Methods Data for this project come from three sources. Thirty-seven participant observation shifts were conducted over a 6-month period. An observer shadowed and assisted MHS staff as they performed daily tasks—paying attention to how they interacted with patients and their loved ones, law enforcement officers, hospital systems, and each other. Twenty-two semi-structured interviews were conducted with a purposive sample of 20 MHS workers and administrators and behavioral health advocates. Participants were asked about patient pathways into MHS, strategies to working with patients, collaboration with external entities, historical events that have shaped daily operations of MHS, and the looming closure of MHS. The sample was mostly female (n=15) and racially heterogenous, ranging from 25 to 69 years of age. Documents concerning MHS, including newspaper articles, press releases, annual reports, and MHS training materials, were collected and analyzed to supplement and contextualize observations and interviews.

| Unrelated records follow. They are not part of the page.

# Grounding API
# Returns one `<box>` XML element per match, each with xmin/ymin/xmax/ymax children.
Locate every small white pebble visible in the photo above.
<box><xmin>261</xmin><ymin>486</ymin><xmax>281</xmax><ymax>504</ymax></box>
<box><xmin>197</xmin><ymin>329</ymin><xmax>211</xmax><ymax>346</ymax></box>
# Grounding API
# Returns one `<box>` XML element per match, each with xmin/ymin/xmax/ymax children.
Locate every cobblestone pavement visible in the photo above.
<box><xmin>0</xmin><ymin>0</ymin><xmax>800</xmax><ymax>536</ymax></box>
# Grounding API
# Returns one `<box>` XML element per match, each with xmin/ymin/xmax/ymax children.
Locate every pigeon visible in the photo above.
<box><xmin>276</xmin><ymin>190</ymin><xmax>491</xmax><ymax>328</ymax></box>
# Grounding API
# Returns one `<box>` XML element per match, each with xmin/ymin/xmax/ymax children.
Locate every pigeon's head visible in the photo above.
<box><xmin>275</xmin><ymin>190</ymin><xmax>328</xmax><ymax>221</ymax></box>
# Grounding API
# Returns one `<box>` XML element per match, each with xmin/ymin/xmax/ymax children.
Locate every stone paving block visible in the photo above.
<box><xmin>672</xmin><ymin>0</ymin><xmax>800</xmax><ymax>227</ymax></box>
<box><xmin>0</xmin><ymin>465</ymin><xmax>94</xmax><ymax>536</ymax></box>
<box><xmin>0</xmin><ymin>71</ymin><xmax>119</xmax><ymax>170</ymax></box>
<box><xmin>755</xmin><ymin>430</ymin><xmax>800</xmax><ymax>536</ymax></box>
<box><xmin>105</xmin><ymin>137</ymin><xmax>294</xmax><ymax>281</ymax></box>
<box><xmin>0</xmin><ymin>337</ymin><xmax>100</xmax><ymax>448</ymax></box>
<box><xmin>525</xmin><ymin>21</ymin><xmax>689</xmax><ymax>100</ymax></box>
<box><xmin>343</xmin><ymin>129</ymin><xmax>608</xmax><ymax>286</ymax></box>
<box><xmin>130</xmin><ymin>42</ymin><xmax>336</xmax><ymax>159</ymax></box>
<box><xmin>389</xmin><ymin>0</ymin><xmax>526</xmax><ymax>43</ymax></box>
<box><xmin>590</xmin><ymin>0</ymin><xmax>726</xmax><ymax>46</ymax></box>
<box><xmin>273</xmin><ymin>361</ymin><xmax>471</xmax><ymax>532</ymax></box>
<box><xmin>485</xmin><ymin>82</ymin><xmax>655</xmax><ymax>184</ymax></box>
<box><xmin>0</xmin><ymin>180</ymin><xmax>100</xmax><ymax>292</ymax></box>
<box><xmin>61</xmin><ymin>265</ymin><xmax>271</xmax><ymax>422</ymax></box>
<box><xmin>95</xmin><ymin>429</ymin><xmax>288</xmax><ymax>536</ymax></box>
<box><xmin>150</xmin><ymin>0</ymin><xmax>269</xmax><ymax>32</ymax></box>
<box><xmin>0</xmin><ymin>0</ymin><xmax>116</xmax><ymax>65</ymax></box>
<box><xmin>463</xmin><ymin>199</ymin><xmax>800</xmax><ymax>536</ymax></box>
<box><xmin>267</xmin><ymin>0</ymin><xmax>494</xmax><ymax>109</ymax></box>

Results Findings reveal that MHS serves many functions outside emergency psychiatric care, including being a de facto shelter, respite facility, detoxification facility, and information hub, despite lacking numerous resources. The crisis many MHS patients present with is poverty, and they fall (or are pushed) through the cracks of upstream services— eventually landing at MHS. Participants express mixed feelings about external organizations and institutions. Some view law enforcement officers as helpful partners, but others argue they bring in patients unfit for treatment and behave in ways that communicate disdain for MHS and its staff. MHS personnel express more negative views of other hospital systems, stating that external EDs “dump” patients onto MHS and external inpatient hospitals refuse to accept transfers from MHS. Participants describe external hospital systems as publicly supporting collaboration and increasing access to mental health services, while labeling high-acuity and poor patients as “county patients” in private meetings and relying on MHS to handle populations they do not want to service.
Conclusions and Implications An inability to access healthcare services has positioned EDs as growing avenues for primary care for many, and burden shuffling situates MHS in a liminal space between “safety net” and “dumping ground” for a largely poor and Black clientele that is unable to obtain services elsewhere. Social workers often work with marginalized populations who face the greatest likelihood of visiting a PED and must understand the daily realities of PEDs and the perspectives of those who work in them to best serve their communities.